Am Donnerstag, 14. November 2019 lädt der Preisträger des Kunst- und Kulturpreise der Sparte Literatur in die Kreuz-Bar in Solothurn.

Der Schauspieler Hanspeter Bader liest Texte von Felix Epper.

Keine Bar ohne Flüssiges! Alle sind herzlich zu einem Umtrunk eingeladen.

Felix Epper, in St. Gallen geboren und heute in Solothurn wohnhaft, ist mit seinen Texten seit vielen Jahren ein fester Bestandteil des regionalen Literaturschaffens. In seinen Geschichten vermischen sich realistische Begebenheiten mit fiktionalen sowie auch mit surrealistischen Stilelementen.

19:00 Barbetrieb / 20:00 Lesung
Genossenschaft Kreuz / Kreuzgasse / 4500 Solothurn

Ein Preis für jahrzehntelanges Schaffen. Der Autor mit seiner Olivetti lettera 1994 in der Toscana.

Preis für Literatur 2019

Medienmitteilung der Staatskanzlei des Kantons Solothurn

PREIS FÜR LITERATUR

Felix Epper, Autor
geboren am 20. Juni 1967 in St. Gallen
Bürger von Hohentannen (TG) , wohnhaft in Solothurn

Felix Epper, 1967 in St. Gallen geboren und heute in Solothurn wohnhaft, ist mit seinen Texten seit vielen Jahren ein fester Bestandteil des regionalen Literaturschaffens. Der Autor (…)  vermischt realistische Begebenheiten mit fiktionalen sowie auch mit surrealistischen Stilelementen. Auf seiner Website «Felix Epper schreibt» oder als E-Book veröffentlicht er Prosa und Poesie, in Magazinen und Zeitschriften erscheinen seine kurzen Geschichten. Felix Epper erhielt 2004 einen Werkjahrbeitrag des Kantons Solothurn und war 2015 «Writer in Residence» in der Villa Ruffieux in Sierre.

 

Die öffentliche Übergabefeier findet am Montag, 11. November 2019, um 18.30 Uhr, im Stadttheater Olten statt.

 

 

 

Eine Langeweile

“Do you think that one could treat his paintings like novels?”
Virginia Woolf über Walter Richard Sickert

Kunstausstellungen überforderten Damian, machten ihn immer schwindelig. Er wurde wortkarg, unleidig, gar aggressiv. Am besten war es, sie allein zu besuchen. Auch mit Kino und Theater verhielt es sich so. Nichts war schlimmer als Smalltalk unter Strassenlampen. «Wir erwachen aus unseren ureigenen Träumen», hatte Damian einmal gesagt. «Wie könnten wir denn wirklich darüber reden.» Damian war aber heute nicht allein. Er sagte, er habe sich lange gefragt, warum ihn dieses eine Gemälde in der Tate Modern noch immer so sehr beschäftige. «Erstaunlich, dass es uns überhaupt aufgefallen ist», meinte Esther. Diese dichte Hängung der Bilder war nicht nur eine Überforderung des Kunstfreundes. Es sei nachgerade eine Beleidigung jedes dieser einzelnen Genies. Van Gogh, Rothko und eben auch Sickert. Damian schwieg und sie verstanden sich. Beide hatten sie die Geduld aufgebracht still vor dem Gemälde, das die Epoche vor dem Ersten Weltkrieg nicht zuletzt im Titel so unglaublich treffend darstellte: L’Ennui. Die Langeweile.
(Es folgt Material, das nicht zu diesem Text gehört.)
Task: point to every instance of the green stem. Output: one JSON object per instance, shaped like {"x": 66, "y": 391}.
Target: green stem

Ennui c.1914 Walter Richard Sickert [Link zur Tate Modern inkl. grösserer Abbildung des Kunstwerks]

«Ibsens Gespenster spuken hier», referierte Esther. «Und Virginia Woolf…» — «Sei still.» Hier war sie wieder. Die Ermattung. Damian blinzelte in die Sonne. Er hatte nicht an Woolf gedacht. Er kümmerte sich nicht um Esthers Seminare in vergleichender Literaturwissenschaft. Sagte er jetzt Julien Green, würde sie ihn auslachen. Er würde wieder verloren haben. Sein ahistorisches freies Assoziieren. Er versuchte bei seiner Erinnerung zu bleiben. Er würde zu Esther sagen: Der Leser von Greens Romanen will immer wieder die Fenster aufreissen, lüften, Durchzug erzeugen. Green wurde kurz vor dem Tod von der Neuen Zürcher Zeitung in dessen Pariser Wohnung besucht. Man druckte damals nur die Anzeigen farbig. Die grob gerasterten Bilder waren schwarz-weiss. Doch Damian wusste: Die Vorhänge mussten dunkelrot sein, blutrot wie die samtene Ummantelung eines Sarges. Green lebte fast ein Jahrhundert lang. Ich habe ihn 1988 entdeckt. Heute kennen ihn nicht einmal mehr die Schwulen. Geschweige denn konvertierte Katholiken.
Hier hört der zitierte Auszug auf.